Unlike Kendrick Lamar, J. Cole showed reluctance instead of acceptance when the spotlight started to shine its brightest. After the release of his sophomore album, Born Sinner, Cole became a star who decided to exist along the margins. He didn’t care to be visible; Cole’s every move was anti-attention-seeking in the attention economy age. And yet, once he retreated into himself and his own fanbase, he became a bigger star than ever before. With 2014 Forest Hills Drive, Cole had his first Platinum album (now 2x Platinum), the feat of selling out Madison Square Garden, and a comfortable seat at hip-hop's elite table alongside Drake and Kendrick Lamar.
After 4 Your Eyez Only, 2016's third-highest first-week sales behind only Drake and Beyoncé, KOD marked the beginning of a return to the public. Moving 397,000 equivalent units in its opening week ranks Cole's latest album as the fourth-highest hip-hop debut of 2018, but what Cole lacks in streams he more than makes up for in fan dedication. What makes the kingdom of Jermaine so strong is the unwavering admiration of his core. They’re showing up for every tour, every album, and will be in attendance at the first annual Dreamville Festival in September. One of the most unwavering fanbases in hip-hop, Cole's cult has no nickname, but they will continue following their leader.
Drake is entering his tenth year of popularity. He’s been a top rap prospect since So Far Gone, and has maintained a dominating position following his sophomore album, Take Care. He’s the first hip-hop king to reign from Toronto, Canada, by far the biggest rap artist to ever arrive from his home country. He is no JAY-Z or Michael Jackson, yet, but he has built the biggest modern kingdom in the worlds of hip-hop and pop music.
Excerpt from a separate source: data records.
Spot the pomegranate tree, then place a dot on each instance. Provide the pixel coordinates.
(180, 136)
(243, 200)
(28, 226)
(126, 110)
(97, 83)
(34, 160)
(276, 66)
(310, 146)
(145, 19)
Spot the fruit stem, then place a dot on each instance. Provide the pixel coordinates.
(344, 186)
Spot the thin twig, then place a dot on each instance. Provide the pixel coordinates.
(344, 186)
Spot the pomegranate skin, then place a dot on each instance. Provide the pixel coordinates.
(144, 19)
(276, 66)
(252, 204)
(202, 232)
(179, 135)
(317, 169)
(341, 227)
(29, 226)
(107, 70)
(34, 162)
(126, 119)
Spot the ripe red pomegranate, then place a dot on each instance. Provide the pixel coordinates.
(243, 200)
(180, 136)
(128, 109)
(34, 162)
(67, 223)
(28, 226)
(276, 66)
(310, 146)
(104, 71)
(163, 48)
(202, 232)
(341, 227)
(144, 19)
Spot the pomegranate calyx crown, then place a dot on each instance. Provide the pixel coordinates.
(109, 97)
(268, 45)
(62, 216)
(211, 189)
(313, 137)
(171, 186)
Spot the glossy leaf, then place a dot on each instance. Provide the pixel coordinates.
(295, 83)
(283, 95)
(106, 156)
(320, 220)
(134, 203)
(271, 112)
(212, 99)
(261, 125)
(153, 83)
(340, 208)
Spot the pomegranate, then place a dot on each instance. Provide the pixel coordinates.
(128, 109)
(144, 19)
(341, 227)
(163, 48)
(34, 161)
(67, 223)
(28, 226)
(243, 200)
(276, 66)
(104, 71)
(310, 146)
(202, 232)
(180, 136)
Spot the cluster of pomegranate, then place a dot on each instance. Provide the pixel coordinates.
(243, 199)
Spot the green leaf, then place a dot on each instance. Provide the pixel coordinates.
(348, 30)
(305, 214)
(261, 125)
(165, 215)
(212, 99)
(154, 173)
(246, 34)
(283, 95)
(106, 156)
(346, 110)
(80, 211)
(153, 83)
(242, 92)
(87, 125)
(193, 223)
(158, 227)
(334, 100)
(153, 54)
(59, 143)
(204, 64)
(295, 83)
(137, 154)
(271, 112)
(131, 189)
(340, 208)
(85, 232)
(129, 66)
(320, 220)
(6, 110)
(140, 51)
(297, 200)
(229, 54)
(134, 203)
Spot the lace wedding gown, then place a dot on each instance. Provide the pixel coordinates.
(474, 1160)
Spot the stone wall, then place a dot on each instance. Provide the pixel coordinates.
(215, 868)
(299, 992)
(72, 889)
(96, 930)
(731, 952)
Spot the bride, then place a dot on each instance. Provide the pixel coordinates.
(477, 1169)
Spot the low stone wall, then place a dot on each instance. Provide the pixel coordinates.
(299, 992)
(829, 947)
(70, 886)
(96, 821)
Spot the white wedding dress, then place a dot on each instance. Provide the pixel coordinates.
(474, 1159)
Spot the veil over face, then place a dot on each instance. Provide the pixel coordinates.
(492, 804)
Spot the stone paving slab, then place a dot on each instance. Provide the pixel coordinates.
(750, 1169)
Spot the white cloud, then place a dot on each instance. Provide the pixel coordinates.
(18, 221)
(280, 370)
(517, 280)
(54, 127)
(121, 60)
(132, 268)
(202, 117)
For close to a decade, Drake has been music’s Midas, turning everything he’s touched to gold (or platinum).
No one comes close to Drake's album current dominance (732,000 album-equivalent units for 2018's double-album Scorpion), streaming audience (62 million monthly Spotify listeners), or single omnipresence ("God's Plan," "Nice For What," "In My Feelings"). Drake has been a juggernaut for a decade, and against all odds, he only seems to be getting bigger.
The fall will eventually come for Drake, as it did for those who came before him. We’ve seen the cracks in his armor in the very year he delivered his most flawless rollout. The singles still slap, the raps have maintained a potency, but the murmurs of criticism have only gotten louder. There is a lot expected of Drake, and with each album, he struggles with pleasing every corner of hip-hop. The cause of his downfall will not likely be his power to keep up, but an inability to push the needle forward.
Regardless, the legacy he’ll leave, at least commercially, will set an enormous bar for whoever comes after. They won’t be breaking JAY-Z records or Michael Jackson records; it’ll be Drake. Drake is not only the king to dethrone but whose reign over an entire generation of music listeners have witnessed. Success will be synonymous with his name when it’s all said and done—if it's not already.
Empires grow and they crumble. No one stays on top forever, and every few years we witness new kings rise to the occasion, becoming the biggest artists in hip-hop.
Drake, Kendrick Lamar, J. Cole, Travis Scott, and Post Malone are rap's current mainstream rulers, at least for now.